In a small pot, combine the rice, a big pinch of salt, and 1 cup of water. Heat to boiling on high. Once boiling, reduce the heat to low. Cover and cook, without stirring, 13 to 15 minutes, or until the water has been absorbed and the rice is tender. Turn off the heat and fluff with a fork.
Meanwhile, in a large pan (nonstick, if you have one), heat 2 teaspoons of olive oil on medium-high until hot. Add the sliced mushrooms in an even layer. Cook, without stirring, 2 to 3 minutes, or until lightly browned. Add the sliced peppers and chopped garlic; season with salt and pepper. Cook, stirring occasionally, 2 to 3 minutes, or until the vegetables are softened. Add the spinach; season with salt and pepper. Cook, stirring frequently, 1 to 2 minutes, or until the spinach is slightly wilted. Turn off the heat. Transfer to a large bowl; stir in the crème fraîche. Taste, then season with salt and pepper if desired. Cover to keep warm. Wipe out the pan.

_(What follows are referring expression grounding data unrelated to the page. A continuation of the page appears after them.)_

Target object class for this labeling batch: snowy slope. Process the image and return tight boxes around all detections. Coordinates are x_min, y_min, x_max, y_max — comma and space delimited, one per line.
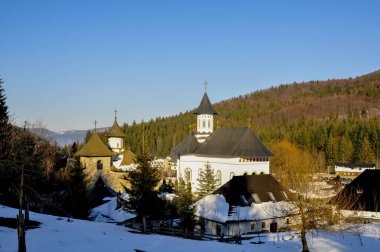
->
1, 204, 380, 252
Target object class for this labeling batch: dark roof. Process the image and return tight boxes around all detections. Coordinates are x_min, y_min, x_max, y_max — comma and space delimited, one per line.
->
108, 120, 126, 138
335, 162, 376, 168
172, 133, 199, 156
75, 132, 115, 157
194, 93, 217, 115
329, 170, 380, 212
172, 127, 273, 158
214, 175, 291, 206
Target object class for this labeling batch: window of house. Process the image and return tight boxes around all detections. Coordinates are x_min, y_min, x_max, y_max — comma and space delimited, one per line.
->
202, 120, 206, 128
251, 222, 256, 231
262, 222, 266, 229
216, 224, 221, 236
286, 218, 290, 224
252, 193, 261, 203
216, 170, 222, 185
268, 192, 276, 202
281, 191, 289, 200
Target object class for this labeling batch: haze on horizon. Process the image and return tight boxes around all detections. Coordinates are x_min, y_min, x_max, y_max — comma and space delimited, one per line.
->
1, 0, 379, 132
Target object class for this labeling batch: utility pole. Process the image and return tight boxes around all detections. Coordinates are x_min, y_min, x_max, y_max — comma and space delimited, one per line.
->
17, 121, 27, 252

Pat the chicken dry with paper towels. Season with salt and pepper on both sides. In the same pan, heat 2 teaspoons of olive oil on medium-high until hot. Add the seasoned chicken. Cook 6 to 7 minutes per side, or until browned and cooked through.* Leaving any browned bits (or fond) in the pan, transfer to a cutting board.
*An instant-read thermometer should register 165°F.

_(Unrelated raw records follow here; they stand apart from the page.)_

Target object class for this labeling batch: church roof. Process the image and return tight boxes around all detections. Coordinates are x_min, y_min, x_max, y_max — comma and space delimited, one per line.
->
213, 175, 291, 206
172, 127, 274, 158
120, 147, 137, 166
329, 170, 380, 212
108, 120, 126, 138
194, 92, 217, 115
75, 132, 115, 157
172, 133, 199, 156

To the pan of reserved fond, add the sauce (carefully, as the liquid may splatter). Cook on medium-high, stirring frequently and scraping up any fond, 30 seconds to 1 minute, or until slightly thickened. Turn off the heat. Taste, then season with salt and pepper if desired. Slice the cooked chicken crosswise. Add the cooked rice to the bowl of finished vegetables; stir to combine. Serve the finished rice and vegetables topped with the sliced chicken and finished sauce. Garnish with the cheese. Enjoy!